Alimentado por este amor pela arte de forma amadora, ele carrega um fardo simbólico por ter o mesmo nome da cidade e ser testemunha ocular de outras rotinas, e assim como a própria não tão animadoras, mas ainda sim mantendo suas importâncias, como a conversa de crianças e suas aventuras escolares passando por adolescente em processo de amadurecimento político e adultos com suas aventuras extraconjugais nem sempre verídicas. Indivíduos que Paterson também encontra dentro de sua própria rotina pós trabalho (resumida a ida ao bar acompanhado com seu cão), que servem como importantes peças dentro do contexto. Como o cantor iniciante de Rap, o rapaz (Harper) com seu amor não correspondido da amada (Harmon) e o dono do bar viciado em jogos de xadrez, onde tudo ainda acaba servindo não somente para engrandecer aquele cenário, como também um alivio cômico, sutil e delicado.
Em Paterson, Jim Jarmusch é capaz de enaltecer estes momentos existencialistas do dia a dia através do estudo de seus personagens, ao mesmo tempo, mantendo tal cenário numa marcha contemplativa, mas sem que se repita em sua essência – ou cansando – e até mesmo conseguir esticar os fatos para sentirmos algum receio pela integridade dos personagens (mas que no fim acabam retornando para o ponto inicial, como um ciclo mecanicamente repetitivo e decepcionante). Como o fato, entre seus poemas repetidos quase como uma mantra, Paterson sempre insinuar certa instabilidade “como fósforos que bastam um atrito para explodirem” ou quando um personagem aparentemente irá cometer um ato trágico somente percebemos que seria impossível levar a frente por não fazer parte daquela natureza.

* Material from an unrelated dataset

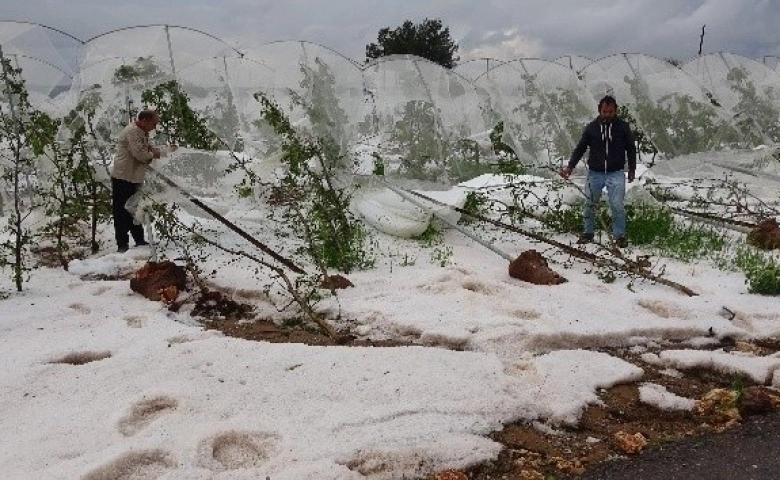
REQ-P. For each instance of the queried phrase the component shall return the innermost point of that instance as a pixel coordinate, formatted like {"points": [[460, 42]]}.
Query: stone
{"points": [[766, 235], [630, 443], [159, 281], [755, 401], [336, 282], [532, 267]]}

A direção exalta o contexto soturno também através dos lugares em que vivem os personagens. Tirando as ruas em que Paterson atravessa com seu ônibus, o restante dos locais são bucólicos como a empresa em que trabalha o protagonista. Um local a esmo, vazio e pouco movimentado, onde temos somente a presença do supervisor interpretado por Rizwan Manji (como não poderia de ser, um personagem personificando melancolia e resignação involuntária). E claro não poderia deixa de comentar o trabalho do design de produção ao transformar a residência de Paterson e Laura (Farahani) como um elemento influenciador de suas personalidades, principalmente dela . Devido a sua condição de não conseguir manter um foco, a esposa é uma figura presa ainda mais naquela rotina, onde a fixação por atividades desconexas, em ser uma cozinheira ou uma cantora de country, são exaltadas nas figuras geométricas presente em toda a casa e pela cores escuras ao ponto de soar quase como um transtorno, uma depressão. Como também é interessante o uso do Plongee (característico do diretor) sempre no início de cada dia da vida de Paterson, cujo detalhe é cada vez que passam os dias, personificarmos ainda a ligação do casal. Ratificando por cada vez em que surja a cena do casal acordando , reparamos Laura cada vez mais próxima de Paterson, ao ponto do último dia, ao não acordar ao seu lado, seja justamente o dia de uma nova etapa em sua vida e do casal em si.
Sem deixar de contemplar seus elementos por um segundo Paterson também é uma ode ao acaso e acidentes do destino com pessoas comuns em busca de seus sonhos mesmo que jamais tenham alguma oportunidade para expor. E, apesar de tudo, sempre devemos recomeçar quando uma página em branco de um livro surja em nossa vida de maneira inesperada. Acreditando ou não, você prefere ser um peixe ou uma mula?